By Sanya Kantarovski



  • Seinfeld Law: Not, actually, a Tumblr! But it *could* be one, and that’s what counts! This is probably both funny AND interesting if you know and like both Seinfeld and the law; each entry unpicks a particular Seinfled scene from the point of view of the characters’ legal obligations to each other based on their actions (it’s not, for avoidance of doubt, entirely serious) – although the first entry you’ll see on the page is actually about the AI generated Seinfeld show that blew up on Twitch at the beginning of the year, which is interesting in a different and slightly more academic way.
  • F1 Fanfic: My friend Alex alerted me to the fact that there is a *lot* of F1-themed slashfiction on Tumblr and MAN is he right. This link takes you to the results page for the F1 Fanfic tag and, er, if you want to read some STEAMY SCENES in which Nico Rosberg and Lewis Hamilton discover that beneath their rivalry burns a love that not even team instructions can keep apart then, well, you will be WELL CATERED-FOR, let me say.

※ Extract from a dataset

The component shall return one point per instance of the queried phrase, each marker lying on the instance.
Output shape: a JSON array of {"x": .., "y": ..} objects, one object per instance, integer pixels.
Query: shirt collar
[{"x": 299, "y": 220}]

  • Amy Goodchild: Amy Goodchild is an artist working with procedural generation; her Insta feed is a lovely selection of her work which is mathematical and precise and geometric and also very, very human, in a way that this sort of stuff doesn’t always land. This is beautiful.
  • Daisuke Kajima: Incredible, dense drawings of dizzingly-angled urban environments, rendered in simple lines – this stuff is wonderful.
  • Books On Maps: You might need to speak Italian to get the most from this, but it’s a lovely idea – the account posts shots of pages in books referring to a particular place, alongside shots of that place. Simple, but there’s something lovely about seeing the physcial reality of the narrative suggestion. This comes from Pietro Minto’s weekly newsletter, which is in Italian but which is easily machine-translatable and is always full of interesting stuff.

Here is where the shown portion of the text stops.